Figure 2: Different approaches to deal with multiple modalities and/or domains. (a) The simplest approach is to use a different detector adapted to each modality. This can lead to a high level of accuracy but requires storing models in memory multiple. (b) Our proposed solution is based on using a single pre-trained model normally trained on the more abundant data (RGB) and then adapting the input through our ModTr model. (c) A single detector is trained on all modalities jointly. This allows using of a single model but requires access to all modalities jointly, which is often not possible, especially when dealing with large pre-trained models..

Our work aims to improve the image translation paradigm while addressing its limitations. Our proposed approach, Modality Translation for OD (ModTr), incorporates the detector’s knowledge into the translation module by training directly for the final detection task. Unlike traditional image translation methods, ModTr doesn’t require any source data. It is a simple approach that can be easily integrated with any detector, be it a one-stage or two-stage detector. This approach also has applications in many settings. By incorporating new modalities for a pre-trained detector, it can act as a server that receives diverse images translated from each ModTr block trained for each modality. The detector then generates the desired output with comparable performance to fully fine-tuning but requiring much less computational power on the entire system. In Figure 2, we present several options to integrate new modalities into our system. Figure 2 (a) illustrates the N-Detectors approach, where each detector is trained on a specific modality. While this method is effective, it requires a significant amount of computational resources. Alternatively, we have the N-ModTr-1-Detector approach in Figure 2 (b), which is less resource-intensive as it involves training a specialized model for each modality. Finally, Figure 2 (c) shows a single detector trained on joint modalities, which is not memory-intensive. However, it may not be as optimal as the other methods due to the challenges in multimodal learning. In this work, we focus on the effectiveness of our approach for IR modality, which is commonly used in surveillance and robotics, and the incremental modality detector server-based application, which are important for many settings that require non-interrupt detection predictions.
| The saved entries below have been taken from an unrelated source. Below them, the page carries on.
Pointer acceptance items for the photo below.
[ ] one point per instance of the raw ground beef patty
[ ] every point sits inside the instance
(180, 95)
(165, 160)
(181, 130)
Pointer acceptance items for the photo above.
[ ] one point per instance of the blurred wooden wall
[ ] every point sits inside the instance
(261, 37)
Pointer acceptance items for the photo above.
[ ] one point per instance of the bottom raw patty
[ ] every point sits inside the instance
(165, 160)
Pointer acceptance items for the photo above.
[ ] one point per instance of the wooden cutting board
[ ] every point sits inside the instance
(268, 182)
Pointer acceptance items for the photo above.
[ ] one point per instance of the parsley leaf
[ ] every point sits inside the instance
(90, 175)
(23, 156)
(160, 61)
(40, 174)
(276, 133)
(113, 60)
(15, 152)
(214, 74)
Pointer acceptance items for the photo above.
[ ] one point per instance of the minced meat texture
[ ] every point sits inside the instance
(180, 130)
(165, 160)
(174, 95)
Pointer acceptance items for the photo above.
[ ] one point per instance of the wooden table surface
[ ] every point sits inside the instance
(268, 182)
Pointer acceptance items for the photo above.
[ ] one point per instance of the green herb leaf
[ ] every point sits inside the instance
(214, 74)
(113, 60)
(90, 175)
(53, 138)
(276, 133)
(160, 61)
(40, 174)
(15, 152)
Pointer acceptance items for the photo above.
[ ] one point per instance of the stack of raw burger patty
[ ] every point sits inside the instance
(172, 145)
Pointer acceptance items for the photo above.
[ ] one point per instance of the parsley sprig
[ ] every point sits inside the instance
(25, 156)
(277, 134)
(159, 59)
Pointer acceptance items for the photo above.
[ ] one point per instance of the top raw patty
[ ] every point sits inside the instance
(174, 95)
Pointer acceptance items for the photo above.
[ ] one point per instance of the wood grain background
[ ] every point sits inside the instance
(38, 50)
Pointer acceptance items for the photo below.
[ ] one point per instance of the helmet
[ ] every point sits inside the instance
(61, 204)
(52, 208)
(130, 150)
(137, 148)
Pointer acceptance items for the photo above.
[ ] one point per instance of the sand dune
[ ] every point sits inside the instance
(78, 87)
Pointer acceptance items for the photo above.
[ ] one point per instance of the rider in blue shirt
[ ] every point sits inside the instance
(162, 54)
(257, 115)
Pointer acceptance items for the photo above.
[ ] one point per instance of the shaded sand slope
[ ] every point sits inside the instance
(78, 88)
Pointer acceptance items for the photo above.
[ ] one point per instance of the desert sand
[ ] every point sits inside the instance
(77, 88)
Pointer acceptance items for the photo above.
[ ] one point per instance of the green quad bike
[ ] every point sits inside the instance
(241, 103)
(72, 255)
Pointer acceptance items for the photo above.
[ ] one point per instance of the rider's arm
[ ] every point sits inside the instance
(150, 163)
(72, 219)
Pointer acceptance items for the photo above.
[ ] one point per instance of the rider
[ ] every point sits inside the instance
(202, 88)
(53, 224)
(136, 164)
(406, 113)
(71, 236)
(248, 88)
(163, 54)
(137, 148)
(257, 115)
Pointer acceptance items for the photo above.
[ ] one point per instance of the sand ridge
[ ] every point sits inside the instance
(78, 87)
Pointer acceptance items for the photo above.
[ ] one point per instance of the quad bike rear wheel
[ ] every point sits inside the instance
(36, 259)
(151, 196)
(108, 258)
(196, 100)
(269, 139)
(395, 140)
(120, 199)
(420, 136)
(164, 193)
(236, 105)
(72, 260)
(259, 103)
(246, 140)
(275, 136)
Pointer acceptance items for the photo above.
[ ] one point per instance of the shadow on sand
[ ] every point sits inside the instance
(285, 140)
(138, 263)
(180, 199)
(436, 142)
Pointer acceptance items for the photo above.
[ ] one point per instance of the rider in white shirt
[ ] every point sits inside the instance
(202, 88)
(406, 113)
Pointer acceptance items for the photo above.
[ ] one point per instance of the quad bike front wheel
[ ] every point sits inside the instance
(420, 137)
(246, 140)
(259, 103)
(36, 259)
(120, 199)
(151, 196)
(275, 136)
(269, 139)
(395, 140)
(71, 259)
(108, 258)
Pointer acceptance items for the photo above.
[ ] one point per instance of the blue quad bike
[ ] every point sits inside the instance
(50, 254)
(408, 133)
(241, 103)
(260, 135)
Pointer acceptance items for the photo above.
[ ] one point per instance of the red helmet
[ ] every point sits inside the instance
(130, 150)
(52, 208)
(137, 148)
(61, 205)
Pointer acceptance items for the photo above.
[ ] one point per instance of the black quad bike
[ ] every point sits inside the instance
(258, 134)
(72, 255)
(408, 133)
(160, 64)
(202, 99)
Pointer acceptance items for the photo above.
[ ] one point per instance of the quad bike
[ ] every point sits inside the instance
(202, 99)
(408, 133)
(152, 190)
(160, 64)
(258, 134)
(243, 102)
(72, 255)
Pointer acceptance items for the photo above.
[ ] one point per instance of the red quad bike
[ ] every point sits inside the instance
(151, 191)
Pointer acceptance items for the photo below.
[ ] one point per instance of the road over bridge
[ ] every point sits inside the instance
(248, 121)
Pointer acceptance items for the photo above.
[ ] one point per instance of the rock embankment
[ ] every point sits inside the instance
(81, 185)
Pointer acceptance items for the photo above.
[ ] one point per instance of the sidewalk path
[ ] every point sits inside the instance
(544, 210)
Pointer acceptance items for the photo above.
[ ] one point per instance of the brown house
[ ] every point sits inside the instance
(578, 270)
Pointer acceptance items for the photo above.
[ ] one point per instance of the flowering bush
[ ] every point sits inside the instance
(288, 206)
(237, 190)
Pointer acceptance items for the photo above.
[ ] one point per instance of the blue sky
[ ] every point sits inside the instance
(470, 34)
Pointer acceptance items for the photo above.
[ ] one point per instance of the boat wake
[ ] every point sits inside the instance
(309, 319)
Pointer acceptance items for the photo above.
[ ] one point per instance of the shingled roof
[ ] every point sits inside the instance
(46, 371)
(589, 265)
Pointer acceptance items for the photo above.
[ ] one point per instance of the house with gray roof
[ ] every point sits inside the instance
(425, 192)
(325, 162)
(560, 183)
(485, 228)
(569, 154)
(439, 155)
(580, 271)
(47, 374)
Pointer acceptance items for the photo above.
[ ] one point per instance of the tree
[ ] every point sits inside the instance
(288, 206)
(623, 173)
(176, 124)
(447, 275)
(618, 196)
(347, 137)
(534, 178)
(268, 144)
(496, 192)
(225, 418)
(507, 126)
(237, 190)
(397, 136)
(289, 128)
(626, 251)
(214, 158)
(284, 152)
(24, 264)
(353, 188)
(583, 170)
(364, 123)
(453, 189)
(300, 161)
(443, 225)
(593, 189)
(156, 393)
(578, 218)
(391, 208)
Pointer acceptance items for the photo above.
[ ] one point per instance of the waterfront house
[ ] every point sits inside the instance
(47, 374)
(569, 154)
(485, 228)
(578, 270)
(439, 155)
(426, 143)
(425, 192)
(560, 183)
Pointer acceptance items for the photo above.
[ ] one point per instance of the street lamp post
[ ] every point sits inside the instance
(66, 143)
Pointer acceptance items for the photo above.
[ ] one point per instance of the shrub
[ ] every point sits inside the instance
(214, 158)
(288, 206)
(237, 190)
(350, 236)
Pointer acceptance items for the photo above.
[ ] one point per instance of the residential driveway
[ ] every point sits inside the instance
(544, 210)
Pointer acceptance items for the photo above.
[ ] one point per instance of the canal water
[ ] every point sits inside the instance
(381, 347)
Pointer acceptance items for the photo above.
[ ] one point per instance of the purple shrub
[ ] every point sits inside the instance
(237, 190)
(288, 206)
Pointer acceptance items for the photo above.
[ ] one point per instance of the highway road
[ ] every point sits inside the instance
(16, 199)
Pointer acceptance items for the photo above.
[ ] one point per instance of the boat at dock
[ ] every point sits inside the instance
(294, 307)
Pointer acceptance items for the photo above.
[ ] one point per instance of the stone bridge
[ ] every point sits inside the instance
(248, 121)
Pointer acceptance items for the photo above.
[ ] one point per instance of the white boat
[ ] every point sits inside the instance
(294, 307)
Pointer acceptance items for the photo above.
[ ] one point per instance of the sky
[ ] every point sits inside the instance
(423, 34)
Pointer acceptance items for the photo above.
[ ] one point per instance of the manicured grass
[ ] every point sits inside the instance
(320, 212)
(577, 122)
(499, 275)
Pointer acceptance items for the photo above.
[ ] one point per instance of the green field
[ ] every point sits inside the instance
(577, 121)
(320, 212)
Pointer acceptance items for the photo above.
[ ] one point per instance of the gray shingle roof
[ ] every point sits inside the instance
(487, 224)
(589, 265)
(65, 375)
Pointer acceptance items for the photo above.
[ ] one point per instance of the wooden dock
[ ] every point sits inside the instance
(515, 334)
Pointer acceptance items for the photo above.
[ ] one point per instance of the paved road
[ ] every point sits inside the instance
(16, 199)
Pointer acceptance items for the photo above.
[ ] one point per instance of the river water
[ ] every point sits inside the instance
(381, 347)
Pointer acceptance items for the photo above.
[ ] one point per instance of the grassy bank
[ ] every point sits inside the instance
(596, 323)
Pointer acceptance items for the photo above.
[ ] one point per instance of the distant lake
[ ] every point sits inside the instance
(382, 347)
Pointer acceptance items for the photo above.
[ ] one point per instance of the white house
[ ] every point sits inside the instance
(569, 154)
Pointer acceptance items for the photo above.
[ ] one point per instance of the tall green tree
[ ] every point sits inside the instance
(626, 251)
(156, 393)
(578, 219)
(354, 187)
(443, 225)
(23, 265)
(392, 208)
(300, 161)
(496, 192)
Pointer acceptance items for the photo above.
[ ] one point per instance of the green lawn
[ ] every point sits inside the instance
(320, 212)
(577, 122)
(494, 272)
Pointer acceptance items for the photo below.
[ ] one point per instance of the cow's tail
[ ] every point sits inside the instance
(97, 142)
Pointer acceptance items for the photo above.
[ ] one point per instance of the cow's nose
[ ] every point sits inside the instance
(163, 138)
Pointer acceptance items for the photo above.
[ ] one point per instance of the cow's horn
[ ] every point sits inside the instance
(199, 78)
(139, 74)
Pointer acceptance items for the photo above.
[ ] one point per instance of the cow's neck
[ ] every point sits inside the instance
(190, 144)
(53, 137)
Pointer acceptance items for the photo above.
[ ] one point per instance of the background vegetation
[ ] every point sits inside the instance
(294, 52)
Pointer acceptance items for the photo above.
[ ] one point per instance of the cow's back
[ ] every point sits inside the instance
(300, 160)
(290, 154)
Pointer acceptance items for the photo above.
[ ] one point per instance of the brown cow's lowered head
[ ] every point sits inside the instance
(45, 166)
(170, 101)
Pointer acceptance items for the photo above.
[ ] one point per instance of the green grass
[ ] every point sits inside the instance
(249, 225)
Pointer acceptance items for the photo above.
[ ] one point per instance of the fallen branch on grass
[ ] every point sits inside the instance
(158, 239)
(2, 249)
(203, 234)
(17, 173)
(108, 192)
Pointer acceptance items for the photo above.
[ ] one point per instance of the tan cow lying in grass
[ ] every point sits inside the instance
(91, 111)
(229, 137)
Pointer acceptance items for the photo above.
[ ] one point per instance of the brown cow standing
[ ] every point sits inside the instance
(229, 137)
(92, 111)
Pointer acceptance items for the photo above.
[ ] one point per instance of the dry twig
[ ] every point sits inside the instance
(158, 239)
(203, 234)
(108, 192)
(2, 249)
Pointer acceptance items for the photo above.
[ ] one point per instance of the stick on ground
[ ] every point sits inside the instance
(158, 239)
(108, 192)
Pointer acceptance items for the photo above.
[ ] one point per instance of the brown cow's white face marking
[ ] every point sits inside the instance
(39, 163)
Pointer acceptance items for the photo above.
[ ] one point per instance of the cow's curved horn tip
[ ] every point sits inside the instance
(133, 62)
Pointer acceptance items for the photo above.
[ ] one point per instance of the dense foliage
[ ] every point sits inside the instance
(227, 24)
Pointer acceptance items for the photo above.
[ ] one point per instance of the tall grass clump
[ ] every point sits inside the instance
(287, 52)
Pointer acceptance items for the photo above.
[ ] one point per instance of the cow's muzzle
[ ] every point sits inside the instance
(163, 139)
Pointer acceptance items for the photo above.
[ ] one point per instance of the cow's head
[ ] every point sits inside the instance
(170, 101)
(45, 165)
Our main contributions can be summarized as follows:
(1) We present ModTr, a method for adapting pre-trained ODs from large RGB datasets to new scarce modalities like IR, without requiring access to any source dataset, by translating the input signal. (2) In contrast to standard fine-tuning, our approach does not modify the original detector weights. This allows the detector to retain the knowledge of the source data while adapting to a new modality. As a result, a single model can be used to handle multiple modalities across various translators. For instance, the same model can be used to process RGB during the daytime and IR at nighttime. (3) Our proposed approach, ModTr, is evaluated in several scenarios, showcasing its advantages and flexibility. In particular, ModTr achieves competitive OD accuracy compared with image translation methods on two challenging visible/infrared datasets (LLVIP and FLIR).

2 Related Work↩︎

Object detection. OD is a computer vision task that has as its objective to provide labels and localization for the objects in the image [14]. The two categories of OD are two-stage and one-stage detectors. Two-stage detectors, exemplified by Faster R-CNN [15], first generate regions of interest and then use a second classifier to confirm object presence within those regions. On the other hand, one-stage detectors streamline the detection process by eliminating the proposal generation stage, aiming for end-to-end training and real-time inference speeds. RetinaNet [16] is a one-stage OD model that utilizes a focal loss function to address class imbalance during training. Also, models like FCOS [17] have emerged in this category, eliminating predefined anchor boxes to potentially enhance inference efficiency. The proposed work investigates these three traditional and powerful detectors: the two-stage Faster R-CNN detector, which is highly used on the benchmarks, RetinaNet, and FCOS. The choice of such detectors was due to the simplicity in implementation and integration among other methods, as well as a different range of pre-trained backbone weights, such as ResNet and MobileNet.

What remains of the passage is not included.